November Theme Of The Month: Black Friday!

Wild And Unruly

| Sydney, NSW, Australia | Crazy Requests, Pets & Animals, Tourists/Travel

(I work at a company that owns a whale watching business. Whale watching season is generally between May and November every year, when the whales pass the Sydney coastline going up to Queensland to give birth and then when they go back down to Antarctica. Sometimes (very rarely) one or two whales decide to make a pit-stop in Sydney Harbour before continuing on their way.)

Me: *phone rings* “Good afternoon, [Company].”

Customer: “What time do the whales come into the Harbour?”

Me: “I’m sorry?”

Customer: “What time do the whales come into the Harbour?”

Me: “I do apologise but I can’t tell you what time the whales will be in the Harbour. However, if you would like to join one of our whale watching cruises—”

Customer: “What do you mean you can’t tell me what time they’ll be in the Harbour? There was one in there yesterday!”

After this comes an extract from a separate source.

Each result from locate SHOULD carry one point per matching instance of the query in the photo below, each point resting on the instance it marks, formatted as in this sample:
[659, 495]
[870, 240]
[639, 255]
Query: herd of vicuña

Me: “Yes, I know. It was very exciting. However, that whale has moved on now and I can’t guarantee when the next one will come into the Harbour.”

Customer: “Aren’t you a whale watching company?”

Me: “Yes, we operate three kinds of tours—”

Customer: “So why can’t you tell me what time the whales will be in the f***ing Harbour?!”

Me: “I’m sorry, but whales are wild animals and we can’t control—”

Customer: “What do you mean they’re ‘wild animals’?!”

Me: “…They live in the wild. They are wild animals. We are an Eco-tour that watches whales in their natural habitat… in the wild…”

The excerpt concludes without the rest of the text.